Concrete Bag-Based Crops
In the vegetable garden, the couple created the terraces by setting out bags of concrete mix, letting them harden, then ripping off the paper. They set the bottom row into the soil as a foundation and staggered the joints between bags on higher layers, just as if they were building with stone. Here, statues of a little girl and a piglet add a decorative touch to the crops.
Plenty of Plants to See
This patch of yard definitely reflects homeowner Brigitte Christensen’s love of gardens “with a lot going on.” Plants edging the lawn include ‘Tuscan Blue’ rosemary on the left, pink-and-white impatiens near the middle, and assorted nasturtiums and ‘Lime’ thyme—named for its lime-green leaves, not its taste. A fruiting pear tree is espaliered over the arbor, and behind it are raised beds edged with pieces of broken concrete. A white climbing ‘Iceberg’ rose grows behind the birdhouse; peach-colored ‘Medallion’ roses are in front. The darker pink rose is ‘Mme Isaac Pereire.’
Driveway in Disguise
The Christensens have a three-car garage but didn’t like looking at so much driveway. So they set out a table and chairs on the paved area with a big pot of ‘Lemon Rose’ geraniums (Pelargonium graveolens). Such scented geraniums can be used to flavor lemonade: Just boil a cup of sugar and a cup of water, turn off the heat, and add about a dozen leaves. When cool, squeeze out the leaves, add a cup of lemon juice, and refrigerate. When you want lemonade, mix about 1 tablespoon of the concentrate per cup of cold water.
Pond-Loving Plants
In a little pond stocked with goldfish and mosquito fish, the Christensens grow calla lilies (Zantedeschia aethiopica), whose leaves resemble elephants’ ears. The draping succulent is an aeonium (A. arboretum); the pink-and-white flowers are ‘Lemon Rose’ geraniums.
Flowering Edibles
Once part of a fountain, this lion’s-head pot is now home to pink-flowering strawberries. ‘Pink Panda’ (Fragaria Comarum), one of the first varieties with this color, produces little fruit, but newer types, such as ‘Berries Galore,’ have both pink blossoms and good fruit production. Boysenberry vines and nasturtiums grow in front of the pot, and bushy ‘Maverick Star’ geraniums grow in the background.
Bargain Find, Plus Patina
An eBay find, this cast-concrete wall fountain has developed a nice rusty and mossy patina over the years.

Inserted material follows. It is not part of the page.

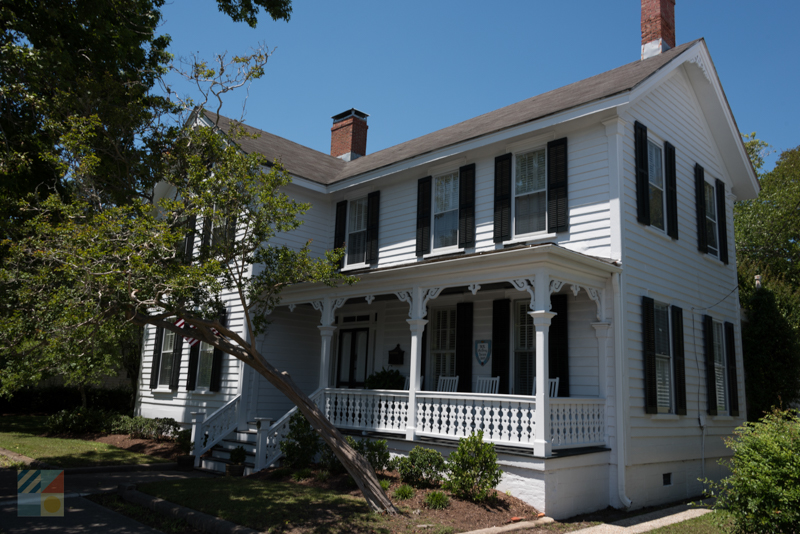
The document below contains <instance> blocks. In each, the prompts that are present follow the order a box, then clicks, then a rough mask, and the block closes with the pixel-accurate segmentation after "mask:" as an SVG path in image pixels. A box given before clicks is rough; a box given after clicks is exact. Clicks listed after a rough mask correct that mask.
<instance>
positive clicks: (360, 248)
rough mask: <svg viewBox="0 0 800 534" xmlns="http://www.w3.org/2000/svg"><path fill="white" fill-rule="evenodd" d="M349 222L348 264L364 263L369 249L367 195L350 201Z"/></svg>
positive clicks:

Defunct Light Turned Ornamentation
Now more form than function, this onetime solar light (it no longer works) still hangs as decoration from a metal trellis covered with the fragrant antique rose ‘Reve d’Or.’
Face with Floral Personality
Ornaments around the gardens include a wall-hung figural planter.
Graceful Planter
A living headdress of donkey’s-tail sedum (S. morganianum), a succulent, drapes gracefully from the top of this wall-hung figural planter.
Modern Rose with an Antique Look
The ‘Eden’ climbing roses that grow on the pergola have the lush, fully double look typical of many antique roses. But, in fact, it’s a modern variety with enhanced disease resistance, developed in France and introduced in 1987; it’s also known as ‘Pierre de Ronsard.’
The Garden Plan
The Christensens made the most of their wedge-shaped quarter-acre lot with pocket gardens and seating areas placed throughout. The steep slope in back puts the whole hillside landscape on display when viewed from the flat lawn below.